Nas antigas florestas deste lado do mundo, uma grande amizade nascera e se perpetuava por tempos imemoráveis, entre a floresta e as nuvens.
Nuvens parecem todas iguais, mas havia uma delas que tinha uma especial afeição, nada que se comparasse com as demais, por um gigantesco cedro, que havia nascido numa colina à beira de um paradisíaco vale, há mais de mil anos.
Quando ela passava em sua ronda em torno do planeta, fazia chover sobre ele uma garoa suave e vivificadora, fresca, que o aspergia e encharcava de carinho o bastante para sobrar em abundância, a água para alimentar o majestoso rio que corria pela campina logo abaixo.
Ele agitava alegremente sua copa ao vento e desprendia um suave aroma de sua resina preciosa. Assim, sua amiga partia totalmente perfumada, de volta à rotineira viagem, levando consigo aquela lembrança de seu amigo.
Um dia, porém chegaram os homens de pele clara, com suas mulheres e crianças e seus machados de ferro. Iniciaram um lento processo de destruição e abertura de clareiras para construírem suas casas, perseguindo e matando os animais, caçando e exterminando os antigos habitantes de pele escura que viviam em paz com a mata. E mandaram notícias aos seus semelhantes, que continuaram chegando cada vez mais numerosos, em multidões furiosas, doidos varridos de ambição e morte. E eles descamparam a antiga floresta para suas estranhas plantações, poluíram o cristalino rio com venenos desconhecidos, extinguiram os peixes e aprisionaram as aves, rasgaram estradas em uma incontrolável fome de mais madeira. E assim se foram as imbuias, os pinheiros, os jacarandás, as caneleiras, as perobas e os garapuvus..
Um dia aconteceu o ninguém imaginara, nem mesmo para a maioria daqueles doidos. O rei da floresta, a mais idosa de todas as árvores, não resistiu a dias e noites a fio, à tortura dos golpes de machado.
O velho cedro também ruiu por terra.
Quando as nuvens retornaram e viram a devastação daquele lugar, ficaram perplexas. A nuvenzinha, porém, ao perceber o desaparecimento de seu velho amigo, entrou em desespero. Voou pelas as vizinhanças à sua procura, a chamar alto por seu nome sem, contudo, obter resposta ou , quem sabe, sentir um só resquício de seu perfume. A ela uniram-se as demais amigas, tantas eram, que esconderam o sol.

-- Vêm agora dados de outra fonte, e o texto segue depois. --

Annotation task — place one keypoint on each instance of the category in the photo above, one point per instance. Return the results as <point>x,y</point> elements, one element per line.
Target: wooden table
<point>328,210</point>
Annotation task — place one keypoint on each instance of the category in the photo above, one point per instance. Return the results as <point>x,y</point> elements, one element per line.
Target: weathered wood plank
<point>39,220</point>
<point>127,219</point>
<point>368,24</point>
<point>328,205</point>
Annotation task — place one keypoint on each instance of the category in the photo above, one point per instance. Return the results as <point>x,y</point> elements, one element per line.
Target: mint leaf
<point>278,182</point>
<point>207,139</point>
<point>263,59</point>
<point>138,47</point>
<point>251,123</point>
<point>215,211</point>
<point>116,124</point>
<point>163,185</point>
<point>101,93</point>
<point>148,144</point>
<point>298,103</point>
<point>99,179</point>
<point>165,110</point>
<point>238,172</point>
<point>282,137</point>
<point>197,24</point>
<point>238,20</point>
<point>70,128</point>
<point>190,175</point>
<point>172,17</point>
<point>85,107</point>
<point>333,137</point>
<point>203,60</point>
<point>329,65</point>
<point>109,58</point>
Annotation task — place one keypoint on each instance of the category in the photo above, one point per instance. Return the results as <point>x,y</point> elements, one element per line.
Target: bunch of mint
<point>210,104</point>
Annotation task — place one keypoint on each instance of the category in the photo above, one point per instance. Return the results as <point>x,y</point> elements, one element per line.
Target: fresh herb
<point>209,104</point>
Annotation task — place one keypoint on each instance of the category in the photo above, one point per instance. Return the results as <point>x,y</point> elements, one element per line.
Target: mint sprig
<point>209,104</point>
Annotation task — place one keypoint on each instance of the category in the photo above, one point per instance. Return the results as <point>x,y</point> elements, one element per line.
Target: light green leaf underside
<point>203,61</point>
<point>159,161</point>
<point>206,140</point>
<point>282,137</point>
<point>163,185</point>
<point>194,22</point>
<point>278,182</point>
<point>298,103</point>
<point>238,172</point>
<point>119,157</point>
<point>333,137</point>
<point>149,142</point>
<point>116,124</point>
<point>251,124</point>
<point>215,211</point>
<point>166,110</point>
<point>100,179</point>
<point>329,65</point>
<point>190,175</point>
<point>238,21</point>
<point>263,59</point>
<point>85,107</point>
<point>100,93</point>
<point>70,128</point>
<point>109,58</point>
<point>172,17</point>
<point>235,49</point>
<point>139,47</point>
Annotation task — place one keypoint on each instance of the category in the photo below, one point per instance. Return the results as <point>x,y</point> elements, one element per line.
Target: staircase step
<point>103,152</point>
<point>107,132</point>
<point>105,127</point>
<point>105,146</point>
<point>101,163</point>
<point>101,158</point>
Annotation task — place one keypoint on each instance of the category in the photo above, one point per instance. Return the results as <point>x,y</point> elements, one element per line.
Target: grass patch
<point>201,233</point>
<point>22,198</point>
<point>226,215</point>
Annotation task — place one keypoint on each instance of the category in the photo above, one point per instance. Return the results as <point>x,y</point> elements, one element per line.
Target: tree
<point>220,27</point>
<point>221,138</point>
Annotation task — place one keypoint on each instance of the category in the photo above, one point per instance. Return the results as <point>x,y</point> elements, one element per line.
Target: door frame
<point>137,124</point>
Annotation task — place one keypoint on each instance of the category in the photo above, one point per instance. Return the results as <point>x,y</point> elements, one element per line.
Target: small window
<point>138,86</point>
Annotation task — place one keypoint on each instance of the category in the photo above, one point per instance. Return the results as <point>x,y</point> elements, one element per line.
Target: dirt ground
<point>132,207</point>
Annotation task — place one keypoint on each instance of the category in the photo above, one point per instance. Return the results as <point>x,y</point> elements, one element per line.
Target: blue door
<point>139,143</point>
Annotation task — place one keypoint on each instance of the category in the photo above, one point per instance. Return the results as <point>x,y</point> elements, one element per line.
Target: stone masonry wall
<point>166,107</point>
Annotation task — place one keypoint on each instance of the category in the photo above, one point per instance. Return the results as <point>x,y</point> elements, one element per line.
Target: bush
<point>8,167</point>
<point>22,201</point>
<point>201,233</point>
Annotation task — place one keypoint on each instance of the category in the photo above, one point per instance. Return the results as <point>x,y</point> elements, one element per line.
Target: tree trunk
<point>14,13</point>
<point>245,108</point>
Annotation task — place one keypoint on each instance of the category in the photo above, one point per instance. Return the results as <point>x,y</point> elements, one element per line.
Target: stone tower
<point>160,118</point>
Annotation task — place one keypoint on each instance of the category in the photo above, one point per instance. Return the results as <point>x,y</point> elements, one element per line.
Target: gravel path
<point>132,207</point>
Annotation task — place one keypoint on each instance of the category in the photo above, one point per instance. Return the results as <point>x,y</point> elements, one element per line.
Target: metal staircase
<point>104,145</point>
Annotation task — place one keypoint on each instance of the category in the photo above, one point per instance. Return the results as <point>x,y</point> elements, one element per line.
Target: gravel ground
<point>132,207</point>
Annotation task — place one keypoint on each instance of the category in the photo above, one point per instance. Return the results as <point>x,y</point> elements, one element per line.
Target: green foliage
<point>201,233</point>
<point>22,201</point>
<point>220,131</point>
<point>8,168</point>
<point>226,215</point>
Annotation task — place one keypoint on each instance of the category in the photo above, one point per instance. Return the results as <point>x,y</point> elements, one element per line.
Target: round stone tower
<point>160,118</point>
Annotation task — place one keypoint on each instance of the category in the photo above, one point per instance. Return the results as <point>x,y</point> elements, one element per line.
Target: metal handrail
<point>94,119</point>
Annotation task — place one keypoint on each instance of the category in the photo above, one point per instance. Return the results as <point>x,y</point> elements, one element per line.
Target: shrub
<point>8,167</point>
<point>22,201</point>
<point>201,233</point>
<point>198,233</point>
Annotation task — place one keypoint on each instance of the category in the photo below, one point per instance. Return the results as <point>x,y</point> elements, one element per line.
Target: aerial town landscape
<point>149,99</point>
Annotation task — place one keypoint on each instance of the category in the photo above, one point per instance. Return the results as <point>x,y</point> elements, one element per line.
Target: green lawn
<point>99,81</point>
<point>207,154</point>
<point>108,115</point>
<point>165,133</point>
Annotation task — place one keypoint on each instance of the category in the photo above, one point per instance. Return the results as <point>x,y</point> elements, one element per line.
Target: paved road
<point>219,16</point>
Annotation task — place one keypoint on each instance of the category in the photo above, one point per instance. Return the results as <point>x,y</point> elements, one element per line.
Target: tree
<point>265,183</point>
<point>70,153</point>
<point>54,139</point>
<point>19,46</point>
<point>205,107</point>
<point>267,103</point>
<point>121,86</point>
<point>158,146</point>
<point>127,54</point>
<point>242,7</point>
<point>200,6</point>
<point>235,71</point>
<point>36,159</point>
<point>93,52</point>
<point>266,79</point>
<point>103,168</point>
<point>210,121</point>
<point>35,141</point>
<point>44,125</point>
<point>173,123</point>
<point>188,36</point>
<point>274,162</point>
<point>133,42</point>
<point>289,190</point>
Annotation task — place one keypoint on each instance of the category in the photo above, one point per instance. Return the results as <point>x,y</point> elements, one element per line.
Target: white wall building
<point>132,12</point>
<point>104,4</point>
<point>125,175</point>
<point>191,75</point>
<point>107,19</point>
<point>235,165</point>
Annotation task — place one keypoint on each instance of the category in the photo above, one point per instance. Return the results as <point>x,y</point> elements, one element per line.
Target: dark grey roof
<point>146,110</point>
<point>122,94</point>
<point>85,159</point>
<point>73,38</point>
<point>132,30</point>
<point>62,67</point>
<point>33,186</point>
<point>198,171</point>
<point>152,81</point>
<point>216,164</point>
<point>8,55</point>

Por dias e noites sem parar, clamavam e seus gritos desesperados eram trovões que ribombavam pelas quebradas das montanhas, fazendo tremer tudo em volta. E acenderam suas luzes para iluminar a escuridão e suas luzes eram raios fulminantes que incendiavam , colocando os homens em pânico.
Cansadas e sem mais esperança daquela procura insana, as nuvens puseram-se a chorar de dor e saudade.
Suas lágrimas copiosas fizeram transbordar o rio, inundando as cidades, matando, fazendo desmoronar as encostas, soterrando casas, carregando pontes, deixando em tudo, um palco de terror e desolação.
Quando o vento as empurrou, enfim, para o vazio do espaço, quando o céu recuperou a cor azul, não restara muita coisa daquilo que era o lugar das pessoas. O sol voltou e eles recomeçaram suas vidas tentando reconstruir seus lares nos estreitos espaços em que se amontoam.
As nuvens estão agora em viagem ao redor do mundo.
Elas voltarão na próxima primavera, ou quem sabe no inverno ou outono à procura de suas amigas, as árvores.
E, com muito mais saudade, vão chorar de novo, e de novo, talvez muito mais e com maior desespero, enquanto os homens não aprenderem a conviver com a floresta.